A tenth aspect of the present invention is a program for realizing the image processing method of the eighth aspect.

  According to the present invention, an intermediate buffer that is secured in the main memory and temporarily retains processing data, and is arranged in the preceding stage of the intermediate buffer, and processes input image data in a predetermined rectangular shape unit to the intermediate buffer. In an image processing apparatus comprising: a first image processing block that generates input data of a second image processing block; and a second image processing block that is arranged downstream of the intermediate buffer and processes data read from the intermediate buffer. The amount of staying data is monitored, and based on the amount of staying data, the data writing process or data reading process for each predetermined rectangular shape unit on the intermediate buffer by the DMAC is arbitrated, thereby setting the image processing mode etc. Secure an intermediate buffer of rectangular units to be secured according to the conditions, and save the intermediate buffer between each block. Optimized according to size as the process type and capacity, an effect capable of performing efficient image processing to reduce the buffer management processing load at the time of image data processing in a predetermined rectangular units.
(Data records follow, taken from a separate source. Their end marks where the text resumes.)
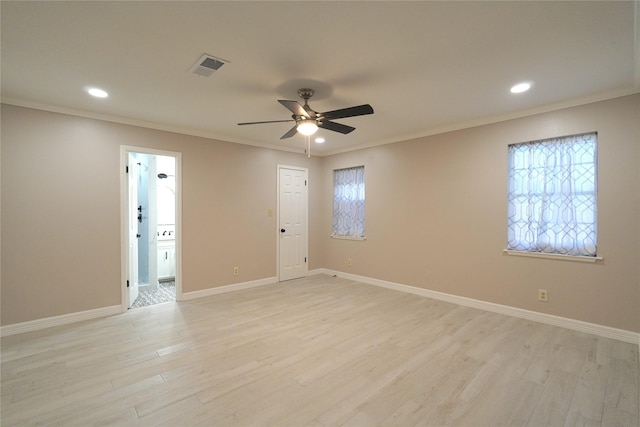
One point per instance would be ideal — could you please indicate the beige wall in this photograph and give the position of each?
(61, 211)
(436, 217)
(436, 214)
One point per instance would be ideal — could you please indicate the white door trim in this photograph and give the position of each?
(278, 223)
(124, 201)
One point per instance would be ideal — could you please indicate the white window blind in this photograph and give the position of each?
(348, 202)
(552, 196)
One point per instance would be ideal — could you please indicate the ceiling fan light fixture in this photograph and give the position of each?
(307, 127)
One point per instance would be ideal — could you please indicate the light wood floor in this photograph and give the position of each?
(319, 351)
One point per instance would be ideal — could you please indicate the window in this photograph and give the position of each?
(552, 196)
(348, 202)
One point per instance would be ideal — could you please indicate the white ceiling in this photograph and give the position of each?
(425, 67)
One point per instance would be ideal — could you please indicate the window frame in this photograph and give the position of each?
(537, 249)
(360, 192)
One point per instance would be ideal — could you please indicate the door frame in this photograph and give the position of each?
(306, 171)
(124, 206)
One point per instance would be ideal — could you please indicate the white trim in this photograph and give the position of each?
(228, 288)
(335, 236)
(279, 167)
(435, 130)
(64, 319)
(557, 257)
(548, 319)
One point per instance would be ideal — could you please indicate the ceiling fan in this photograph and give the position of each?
(308, 121)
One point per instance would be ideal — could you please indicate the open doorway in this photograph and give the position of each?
(151, 240)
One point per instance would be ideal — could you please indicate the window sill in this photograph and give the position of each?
(333, 236)
(554, 256)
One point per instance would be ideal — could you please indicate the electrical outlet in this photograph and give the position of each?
(543, 295)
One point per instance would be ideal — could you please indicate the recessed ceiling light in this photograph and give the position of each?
(98, 93)
(521, 87)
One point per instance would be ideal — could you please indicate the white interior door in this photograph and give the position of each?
(132, 273)
(292, 218)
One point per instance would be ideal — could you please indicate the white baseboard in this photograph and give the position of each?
(549, 319)
(64, 319)
(228, 288)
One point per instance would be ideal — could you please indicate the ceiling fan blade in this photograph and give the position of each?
(336, 127)
(268, 121)
(295, 108)
(360, 110)
(291, 132)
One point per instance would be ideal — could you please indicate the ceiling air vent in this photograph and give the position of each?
(207, 65)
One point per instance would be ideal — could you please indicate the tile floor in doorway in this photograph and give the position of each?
(166, 292)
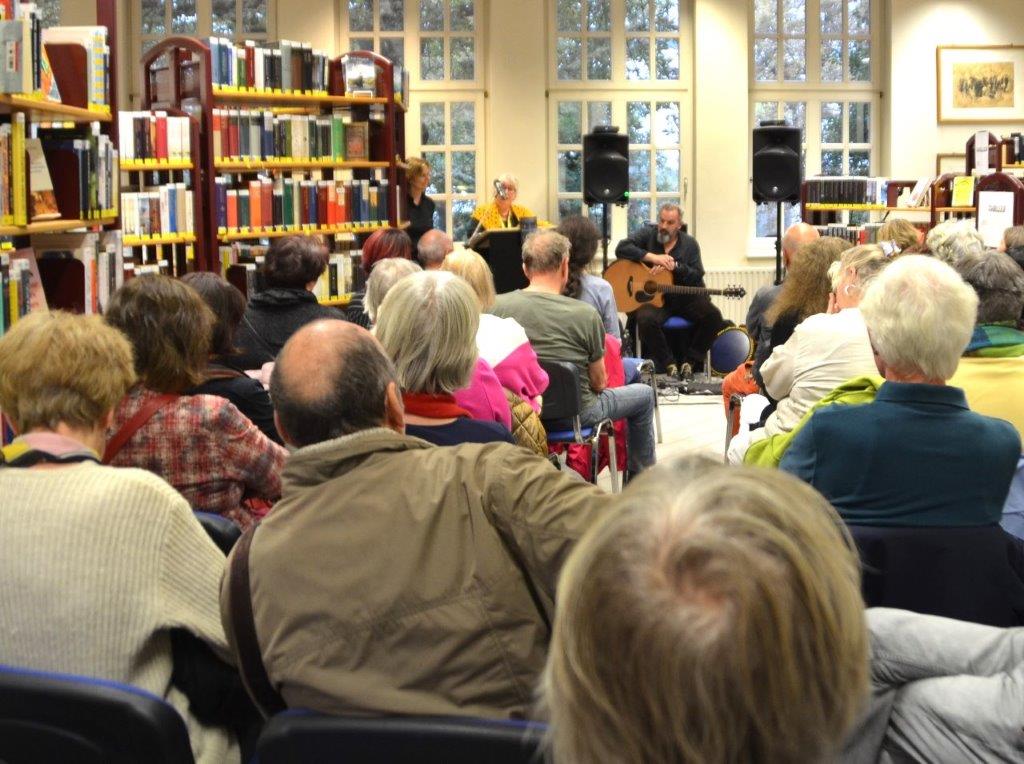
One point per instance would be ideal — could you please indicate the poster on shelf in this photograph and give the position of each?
(995, 214)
  Next, the best mode for carrying out the present invention will be described with reference to the drawings.

  FIG. 1 is a block diagram showing a schematic configuration of an image processing apparatus showing an embodiment of the present invention.

  In FIG. 1, reference numeral 10 denotes a scanner interface (hereinafter referred to as “scanner I / F”) unit, which is connected to a CCD 17 and a CIS 18 via an analog front end (AFE) 15 without interposing dedicated dedicated circuits. The read data can be taken into the image processing apparatus 200. Data processing of the scanner I / F unit 10 will be described in detail later.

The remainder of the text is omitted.